Liputan6.com, Jakarta - Badan Pusat Statistik (BPS) mengumumkan pertumbuhan industri makanan dan minuman (mamin) di kuartal II-2017 sebesar 7,19 persen, melambat dibanding periode yang sama sebelumnya 8,13 persen. Konsumsi mamin pun bernasib sama dengan pertumbuhan 5,24 persen secara year on year (yoy). Penyebabnya dinilai bukan karena daya beli masyarakat yang melemah.
Pendiri GarudaFood Grup, Sudhamek AWS menganalisis hasil pertumbuhan ekonomi kuartal II ini sebesar 5,01 persen atau masih tertinggi nomor tiga di antara negara kelompok G20. Produk Domestik Bruto (PDB) itu ditopang oleh 65 persen ekonomi domestik, yakni konsumsi rumah tangga, pengeluaran pemerintah, dan investasi.
"Kalau tiga sumber pertumbuhan itu melemah, pasti ekonomi kita juga melemah. Tapi buktinya ini masih bertumbuh 5 persen, ekonomi domestik masih menggeliat, karena tidak mungkin hanya kenaikan surplus neraca dagang dari ekspor impor bisa sampai mendongkrak pertumbuhan ekonomi," terangnya saat dihubungi Liputan6.com, Jakarta, Senin (7/8/2017).
Advertisement
Baca Juga
Selanjutnya, kata Sudhamek, pertumbuhan Pajak Pertambahan Nilai (PPN) naik 18 persen. Hal ini menunjukkan kenaikan transaksi penjualan sehingga tidak bisa disebut bisnis meredup.
Dari kondisi mikro, diakui Sudhamek, laporan keuangan perusahaan-perusahaan yang tercatat di Bursa Efek Indonesia (BEI) mengalami pertumbuhan penjualan dan pendapatan, kecuali pada industri semen. Anggota Komite Ekonomi dan Industri Nasional (KEIN) itu mencontohkan Ramayana yang kondisinya sudah memburuk, namun penjualannya dapat tumbuh positif 18 persen di semester I ini.

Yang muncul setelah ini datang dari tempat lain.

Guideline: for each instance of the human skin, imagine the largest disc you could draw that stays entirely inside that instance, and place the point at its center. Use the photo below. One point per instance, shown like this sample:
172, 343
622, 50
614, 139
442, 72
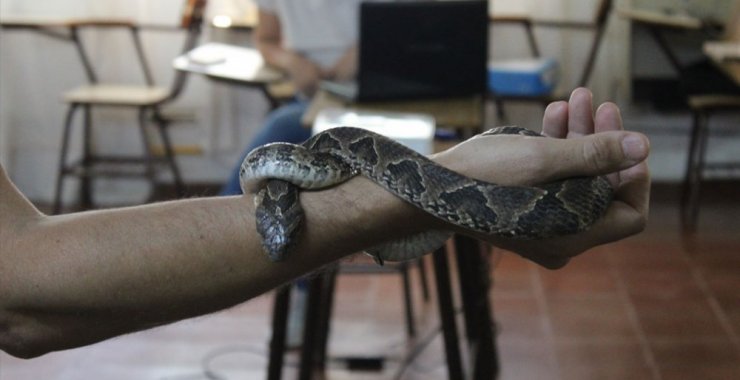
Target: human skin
76, 279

Indofood membukukan pertumbuhan penjualan 3 persen walaupun biasanya tumbuh dua digit, Gudang Garam lebih dari 10 persen. Dengan kata lain, Sudhamek menambahkan, banyak perusahaan mencatatkan laporan keuangan yang menggembirakan.
Begitu pun dengan industri makanan minuman, ada yang naik dan ada yang flat. Mayora termasuk yang flat, tetapi dalam 5 tahun terakhir ini, pertumbuhannya fantastis. Pertumbuhan GarudaFood hampir 20 persen. Pertumbuhan penjualan Alfamart dan Indomaret 4-5 persen, profit sedang turun karena rata-rata pertumbuhan 15-20 persen.
"Suatu bisnis pasti akan mengalami pertumbuhan melambat, itu wajar karena cycle-nya begitu. Tapi kalau dilihat data-data mikro, saya membantah kalau dibilang daya beli lemah, karena itu kan menandakan ekonomi lesu. Buktinya semua bagus, kecuali industri semen yang tumbuh negatif," kata Sudhamek.
Sudhamek menuturkan, sebuah bisnis lesu disebabkan dua faktor. Pertama, persaingan dan kedua, market size mengecil. Industri minuman di semester I ini tercatat masih negatif, tetapi di industri makanan justru kebalikannya.
"Dilihat dari kombinasi data makro dan mikro, analisa saya lebih kepada faktor persaingan. Kalau ada pengusaha yang pusing, itu karena mereka kalah dalam persaingan, tapi yang senang berarti menang dalam persaingan. Kecuali market size menurun, terjadi kelemahan," jelas dia.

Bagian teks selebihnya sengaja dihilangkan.